Bogota., After almost two decades, two former opponents in Colombia met for the first time this Thursday: former paramilitary chief Salvatore Mancuso and leftist president Gustavo Petro, who was part of the M-19 guerrilla in his youth and later, as a congressman, denounced to paramilitarism.
The meeting took place in the north of the country in Córdoba, the capital of the department of Montería, where the paramilitaries stripped hundreds of peasants of their land before beginning a collective demobilization in the early 2000s.
The government indicated that nearly 8 thousand hectares of land that belonged to several former paramilitary leaders in Córdoba will now be used to “reparate” the victims of the paramilitaries in the area.
“This is a historic moment. Today, not only the victims to whom I caused so much pain and suffering are present, there is also a president who was part of the armed conflict, who was in the insurgency, who was a victim and military objective of the self-defense groups,” declared Mancuso, former leader of the extinct United Self-Defense Forces of Colombia that fought the leftist guerrillas.
Petro recalled on Thursday that the last time he physically saw Mancuso was in 2004, when the then former paramilitary chief went to Congress, in an episode later criticized for being an actor in the armed conflict who was barely negotiating peace.
“What I said at the time was that it did not seem like a peace agreement between enemies, but rather a political-military alliance, and I dedicated myself in those years to discovering the links between the political leadership of the country and what was called at that time the paramilitarism that had devastated Colombia,” Petro recalled.
But the scenario two decades later changed radically. Petro became the first left-wing president in Colombia in 2022 and appointed Mancuso as peace manager, a figure that allows him to collaborate in the government’s approaches to armed groups, especially of paramilitary heritage, that still continue to commit crimes.
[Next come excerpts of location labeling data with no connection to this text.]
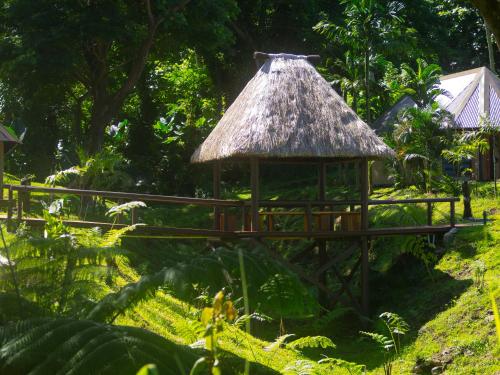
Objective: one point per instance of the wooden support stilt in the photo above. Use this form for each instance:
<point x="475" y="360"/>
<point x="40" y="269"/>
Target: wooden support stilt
<point x="365" y="267"/>
<point x="254" y="184"/>
<point x="216" y="192"/>
<point x="2" y="156"/>
<point x="301" y="254"/>
<point x="346" y="282"/>
<point x="322" y="277"/>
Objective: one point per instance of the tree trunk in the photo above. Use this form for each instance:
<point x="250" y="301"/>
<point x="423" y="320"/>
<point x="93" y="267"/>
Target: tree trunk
<point x="106" y="104"/>
<point x="490" y="10"/>
<point x="491" y="52"/>
<point x="466" y="194"/>
<point x="367" y="85"/>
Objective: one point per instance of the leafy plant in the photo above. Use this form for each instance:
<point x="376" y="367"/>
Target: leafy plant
<point x="389" y="345"/>
<point x="213" y="319"/>
<point x="479" y="273"/>
<point x="69" y="346"/>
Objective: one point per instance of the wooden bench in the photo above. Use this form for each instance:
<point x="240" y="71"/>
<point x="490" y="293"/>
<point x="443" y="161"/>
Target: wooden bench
<point x="322" y="221"/>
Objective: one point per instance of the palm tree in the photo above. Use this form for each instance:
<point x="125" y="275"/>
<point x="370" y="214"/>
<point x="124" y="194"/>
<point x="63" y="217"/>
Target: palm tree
<point x="421" y="84"/>
<point x="367" y="24"/>
<point x="419" y="139"/>
<point x="349" y="78"/>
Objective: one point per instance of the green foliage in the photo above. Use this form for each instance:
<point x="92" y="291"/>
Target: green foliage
<point x="123" y="208"/>
<point x="114" y="304"/>
<point x="479" y="273"/>
<point x="311" y="342"/>
<point x="213" y="319"/>
<point x="60" y="271"/>
<point x="391" y="346"/>
<point x="149" y="369"/>
<point x="418" y="140"/>
<point x="421" y="84"/>
<point x="66" y="346"/>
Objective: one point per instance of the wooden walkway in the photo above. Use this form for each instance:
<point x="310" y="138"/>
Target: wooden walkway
<point x="322" y="222"/>
<point x="321" y="219"/>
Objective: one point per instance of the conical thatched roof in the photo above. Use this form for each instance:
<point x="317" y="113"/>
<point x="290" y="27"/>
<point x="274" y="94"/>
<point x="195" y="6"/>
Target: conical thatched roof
<point x="289" y="110"/>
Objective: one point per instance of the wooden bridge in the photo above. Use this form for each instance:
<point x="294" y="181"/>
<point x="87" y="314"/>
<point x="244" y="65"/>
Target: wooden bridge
<point x="326" y="219"/>
<point x="321" y="222"/>
<point x="286" y="114"/>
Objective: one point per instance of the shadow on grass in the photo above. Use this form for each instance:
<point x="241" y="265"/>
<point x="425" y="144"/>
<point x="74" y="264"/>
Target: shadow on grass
<point x="408" y="290"/>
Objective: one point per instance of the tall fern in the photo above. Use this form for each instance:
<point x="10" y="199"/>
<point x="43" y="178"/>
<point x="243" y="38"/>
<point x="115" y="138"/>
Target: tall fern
<point x="67" y="346"/>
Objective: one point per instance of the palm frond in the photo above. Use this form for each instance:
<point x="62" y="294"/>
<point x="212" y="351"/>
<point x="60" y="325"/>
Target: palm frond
<point x="66" y="346"/>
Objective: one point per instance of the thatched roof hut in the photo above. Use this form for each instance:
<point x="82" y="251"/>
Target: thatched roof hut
<point x="288" y="110"/>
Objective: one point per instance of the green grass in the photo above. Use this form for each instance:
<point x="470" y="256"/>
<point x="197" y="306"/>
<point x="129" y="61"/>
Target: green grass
<point x="448" y="315"/>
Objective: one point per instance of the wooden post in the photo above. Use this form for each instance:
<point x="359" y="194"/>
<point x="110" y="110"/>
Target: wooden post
<point x="133" y="216"/>
<point x="452" y="213"/>
<point x="365" y="267"/>
<point x="322" y="181"/>
<point x="11" y="202"/>
<point x="19" y="205"/>
<point x="2" y="156"/>
<point x="254" y="186"/>
<point x="322" y="253"/>
<point x="216" y="192"/>
<point x="309" y="218"/>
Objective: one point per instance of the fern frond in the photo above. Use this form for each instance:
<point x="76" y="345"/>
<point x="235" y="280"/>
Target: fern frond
<point x="64" y="346"/>
<point x="383" y="341"/>
<point x="311" y="342"/>
<point x="124" y="208"/>
<point x="276" y="344"/>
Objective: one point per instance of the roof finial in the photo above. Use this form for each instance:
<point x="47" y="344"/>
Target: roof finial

The former paramilitary returned to Colombia in February after being deported from the United States, where he was extradited in 2008 and later sentenced to more than 15 years in prison for having directed the manufacture and shipment of more than 100 thousand kilograms of cocaine. In Colombia he was imprisoned for his outstanding debts with the justice system for more than 34,000 crimes—most of them by line of command—but in July a judge granted him freedom to serve as a peace manager.
Mancuso advocated for the installation of a negotiating table with the Gaitanista Self-Defense Forces of Colombia (AGC), also known as the Clan del Golfo, of paramilitary heritage and the largest active cartel in the country that is not yet part of the “peace” policy. total” with which Petro has promoted simultaneous conversations with various groups outside the law.
“Let’s speed it up, so that the procedures for the installation of all these dialogues and the table with the former self-defense groups, among others, for the search for assets that you requested of us, are an accomplished fact. “We are ready to install that table immediately,” Mancuso said.
In the past, Petro proposed to the clan a collective appeal to justice that would have a legal negotiation with the prosecutor’s office in order to dismantle their illicit businesses, which has not been publicly accepted by the illegal group.
In Thursday’s speech, the president did not talk about the Gulf Clan specifically, but rather proposed more broadly to reactivate the peace table that had been opened with the paramilitaries in the early 2000s, considering that “the process has not ended, given that “The goods that you handed over to justice, to the victims of violence, have not been delivered.”
After the demobilization of the United Self-Defense Forces of Colombia, the former paramilitaries appear before a special court of justice in which they receive criminal benefits and recognize crimes from the internal conflict.